One of my daughters is working with the Boys and Girls Club’s SPARK program in Milwaukee, which helps struggling readers age six to nine to reach proficiency at their grade level. Many of these children have every reason to fail: For some, their only daily meal is at school; for others, their home is contaminated with lead; and crime is evident throughout their neighborhoods.

At risk is more than just these students’ reading ability. As the SPARK program points out, “studies show that children who cannot read by this age start to lose interest in school, give up on their education and start down a path that leads to drugs, gangs, and jail. In fact, many states include elementary literacy rates as a factor in forecasting future prison rates.”

Fortunately, the right intervention and assistance can make all the difference for many of these students. Personal attention, a bit of respect, insight on the instructors’ part, and repeated practice can help these children to achieve some surprising gains. Last year, for example, while only 22 percent could read at or near their grade level at the beginning of the year, by year’s end a full 64 percent had reached proficiency.

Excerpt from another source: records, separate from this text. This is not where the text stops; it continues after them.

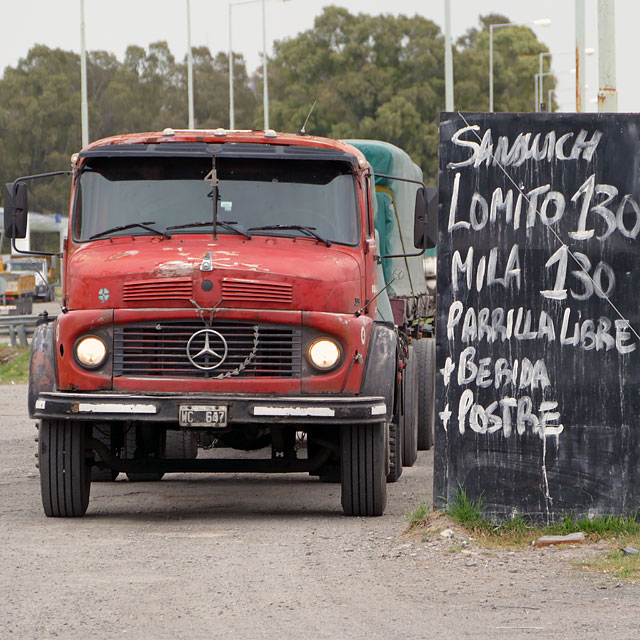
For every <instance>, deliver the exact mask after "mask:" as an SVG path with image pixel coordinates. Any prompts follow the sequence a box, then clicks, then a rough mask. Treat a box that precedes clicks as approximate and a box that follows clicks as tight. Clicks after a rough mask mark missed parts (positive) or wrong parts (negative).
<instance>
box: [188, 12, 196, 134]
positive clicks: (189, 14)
mask: <svg viewBox="0 0 640 640" xmlns="http://www.w3.org/2000/svg"><path fill="white" fill-rule="evenodd" d="M187 95H188V99H189V129H195V119H194V115H193V56H192V55H191V1H190V0H187Z"/></svg>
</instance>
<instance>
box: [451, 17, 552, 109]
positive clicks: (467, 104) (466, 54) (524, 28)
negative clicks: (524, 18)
mask: <svg viewBox="0 0 640 640" xmlns="http://www.w3.org/2000/svg"><path fill="white" fill-rule="evenodd" d="M509 22H510V20H509V19H508V18H507V17H506V16H503V15H500V14H489V15H487V16H480V25H481V29H480V30H478V29H475V28H472V29H470V30H469V31H467V33H465V34H464V35H463V36H462V37H461V38H459V40H458V42H457V47H456V51H455V52H454V69H455V81H456V84H455V94H456V96H455V97H456V107H457V108H459V109H460V110H464V111H486V110H487V109H488V108H489V25H491V24H505V23H509ZM547 52H548V48H547V47H546V46H545V45H544V44H543V43H541V42H540V41H539V40H538V39H537V38H536V36H535V34H534V33H533V31H531V29H529V28H528V27H523V26H513V27H505V28H501V29H496V30H494V32H493V82H494V85H493V108H494V111H534V110H535V99H534V95H535V88H534V87H535V84H534V80H535V74H536V73H538V68H539V54H540V53H547ZM545 86H546V87H547V88H548V89H553V88H555V86H556V82H555V78H553V76H550V77H548V78H546V79H545Z"/></svg>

Recently, for vocabulary practice, my daughter introduced her second graders to www.freerice.com. The practicality of the exercise struck them immediately. This was not just another worksheet with no evident purpose other than memorization and testing. Instead, here was a game—a game with real consequences. No working their way to the bottom of a page just to hand it in for checking. This exercise was effectively endless, waiting to see how far they could go. And instead of a letter grade, they could see rice filling a bowl—rice that they knew would go to feed some hungry person elsewhere on the globe.

For children who themselves may eat only once a day, this earned rice has a powerful significance. That it is their own labor, their own learning, which achieves this global good, gives me a little more hope for the future. “So shines a good deed in a weary world.”